The second part of the story could be an alternate reality where Xavier has always been their son (or is it the same reality where he's always been their son?) Or they might have come to some agreement where Xavier plays the part of their son. Whatever the situation is the narrator, Tomas and Xavier all act as if he is and has always been their son as he moves into their apartment. Previously their apartment had been described as spacious with enough room for the couple to work separately. However when Xavier moves in things start to feel much more cramped. Though he initially spends a lot of time out of the apartment working with Anne he eventually spends more and more time in their communal space. A giant ugly desk is purchased for him which takes up a lot of room. And eventually Hana moves into the apartment as well. She is immediately a figure of animosity and eventually she's a sexual threat when the narrator discovers both Xavier and Tomas playfully wrestling with her in a sexually suggestive way. This was a very strange moment and I wonder if it was perhaps just the narrator's paranoid fantasy rather than something which takes place in reality. It seems significant that in both parts of the book the narrator's relationship with Tomas eventually becomes very strained. So I feel like whether or not they have a son together it doesn't detract from the fact that the narrator is ageing and begins to feel like she could be replaced by someone like Hana.

At the end of the second part she remarks “I stand on this stage, in the story he has created, in the role he has made.” Since Xavier has been working on his own play (or is it Hana who has been writing it since she spent more time working at the desk?) it seems like the narrator is embodying a role he's created for her.

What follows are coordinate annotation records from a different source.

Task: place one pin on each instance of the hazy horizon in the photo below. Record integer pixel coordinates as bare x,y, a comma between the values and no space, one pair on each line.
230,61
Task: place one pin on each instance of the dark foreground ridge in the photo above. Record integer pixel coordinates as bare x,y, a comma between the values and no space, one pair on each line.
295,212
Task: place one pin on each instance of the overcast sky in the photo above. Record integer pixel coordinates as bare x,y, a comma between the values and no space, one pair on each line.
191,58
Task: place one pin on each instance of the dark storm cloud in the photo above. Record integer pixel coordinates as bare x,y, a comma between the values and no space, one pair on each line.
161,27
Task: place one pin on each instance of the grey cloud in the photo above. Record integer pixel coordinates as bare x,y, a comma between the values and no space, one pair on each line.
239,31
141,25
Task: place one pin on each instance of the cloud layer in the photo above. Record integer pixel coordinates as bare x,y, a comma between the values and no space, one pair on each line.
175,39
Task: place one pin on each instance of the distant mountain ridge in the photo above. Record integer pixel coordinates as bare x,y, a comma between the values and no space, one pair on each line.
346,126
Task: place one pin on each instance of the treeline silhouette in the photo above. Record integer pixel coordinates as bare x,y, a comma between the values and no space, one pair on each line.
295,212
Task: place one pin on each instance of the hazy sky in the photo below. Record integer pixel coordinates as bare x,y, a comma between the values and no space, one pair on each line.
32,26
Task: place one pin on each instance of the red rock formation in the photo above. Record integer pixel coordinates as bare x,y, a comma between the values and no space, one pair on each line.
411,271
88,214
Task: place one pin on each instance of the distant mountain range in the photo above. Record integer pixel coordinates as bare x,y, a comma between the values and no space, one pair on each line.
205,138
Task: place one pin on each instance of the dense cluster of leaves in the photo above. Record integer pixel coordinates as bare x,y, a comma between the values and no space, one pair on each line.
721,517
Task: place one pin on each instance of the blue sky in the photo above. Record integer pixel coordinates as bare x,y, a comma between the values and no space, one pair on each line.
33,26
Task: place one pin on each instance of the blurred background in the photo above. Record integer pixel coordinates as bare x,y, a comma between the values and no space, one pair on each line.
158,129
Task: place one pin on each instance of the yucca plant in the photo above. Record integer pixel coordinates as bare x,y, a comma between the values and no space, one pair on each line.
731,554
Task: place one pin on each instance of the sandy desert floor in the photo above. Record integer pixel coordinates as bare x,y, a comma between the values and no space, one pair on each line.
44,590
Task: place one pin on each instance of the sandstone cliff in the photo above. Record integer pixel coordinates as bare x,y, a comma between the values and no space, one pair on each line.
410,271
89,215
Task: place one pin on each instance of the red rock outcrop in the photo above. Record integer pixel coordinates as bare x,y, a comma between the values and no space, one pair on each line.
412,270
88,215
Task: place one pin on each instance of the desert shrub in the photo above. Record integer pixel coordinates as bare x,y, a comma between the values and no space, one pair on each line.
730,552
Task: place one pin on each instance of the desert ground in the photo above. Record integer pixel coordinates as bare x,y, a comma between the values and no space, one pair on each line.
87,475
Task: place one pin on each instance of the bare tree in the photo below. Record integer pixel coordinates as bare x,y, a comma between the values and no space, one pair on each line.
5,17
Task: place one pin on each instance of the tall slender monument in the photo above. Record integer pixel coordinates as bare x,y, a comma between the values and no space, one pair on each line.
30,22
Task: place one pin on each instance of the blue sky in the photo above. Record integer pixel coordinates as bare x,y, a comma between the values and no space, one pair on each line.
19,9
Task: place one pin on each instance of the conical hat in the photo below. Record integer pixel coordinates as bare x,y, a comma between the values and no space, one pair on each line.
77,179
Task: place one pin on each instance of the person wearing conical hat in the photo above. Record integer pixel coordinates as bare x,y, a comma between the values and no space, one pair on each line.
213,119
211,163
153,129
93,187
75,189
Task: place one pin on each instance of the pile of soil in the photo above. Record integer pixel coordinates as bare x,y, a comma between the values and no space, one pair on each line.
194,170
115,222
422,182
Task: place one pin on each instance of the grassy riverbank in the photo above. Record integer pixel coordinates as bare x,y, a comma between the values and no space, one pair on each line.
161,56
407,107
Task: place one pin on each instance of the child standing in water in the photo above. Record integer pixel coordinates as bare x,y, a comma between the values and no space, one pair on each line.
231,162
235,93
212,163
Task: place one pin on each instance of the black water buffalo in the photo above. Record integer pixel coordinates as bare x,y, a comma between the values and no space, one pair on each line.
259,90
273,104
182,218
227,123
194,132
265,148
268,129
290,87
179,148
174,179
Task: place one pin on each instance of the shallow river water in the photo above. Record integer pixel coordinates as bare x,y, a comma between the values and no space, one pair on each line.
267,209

It's been suggested that this novel could work like a mobius strip which circles back to the book's beginning. So perhaps the first part of the novel is in fact the play Xavier has written where she is freed to pursue her desire to keep performing and the possibility of a life where she wasn't subject to the responsibilities of parenthood. Performance seems to open her life up to endless possibilities and the ability to constantly reinvent herself. It is “the control that cedes to freedom” but it doesn't allow her to control how others see her or control the relationships she has with other people. Part of the tragedy of this novel and the sense of dread it evokes feels like it comes from an increasing awareness of her mortality and a narrowing lack of possibilities for her personal future. No matter how much she reinvents herself on stage or in her life people will always make their own assumptions about her and she will keep getting older (as we all are.) Her continuing relationship with Tomas is never a certainty. Nor is her career as an actress.

Overall I really appreciated this novel and the ideas it raises. Kitamura's writing has been likened to Rachel Cusk which makes sense (although personally I find some of Cusk's more recent work frustrating.) In interviews Kitamura has cited Ira Levin's novel “Rosemary's Baby” as an influence which makes sense given the uneasy atmosphere in the second part of the book. She's also described how she wrote much of it during the recent pandemic which also makes a lot of sense given the second part is so much about renegotiating connections with close family members in the increasingly claustrophobic space of the home. “Audition” reminds me somewhat of “On the Calculation of Volume” as a high concept book which prompts a reconsideration about the nature of reality and our relationships. However, this novel also made me think about Edward Albee's play 'Who's Afraid of Virginia Woolf' where a middle age couple imagine that they've had a son and jointly invent a backstory for him. It also reminded me of Joyce Carol Oates' novel “Blonde” and Susan Sontag's novel “In America” as both these novels feature a central protagonist who is a famous actress and finds the performance she inhabits bleeds into reality and the meaning of an essence of “self” becomes harder to define. I find ideas around performing and its relation to truth really interesting so I really appreciate the situation and possibilities presented in Kitamura's novel.

Nevertheless “Audition” didn't feel like an entirely satisfying story like I get from a more traditional novel. It's difficult to grasp anything fixed about the narrator (except that she likes pastries) since she's always in a state of flux. Similarly I don't feel like I intimately know Tomas or Xavier and especially not Hana who felt more like someone put into the story as someone the narrator reacts to and against (although an argument could be made that Hana doesn't actually exist.) So ultimately I appreciate how “Audition” gave me a lot of interesting things to contemplate but I didn't totally fall for its story or characters. However, I've loved discussing it and possible theories regarding its story with other readers.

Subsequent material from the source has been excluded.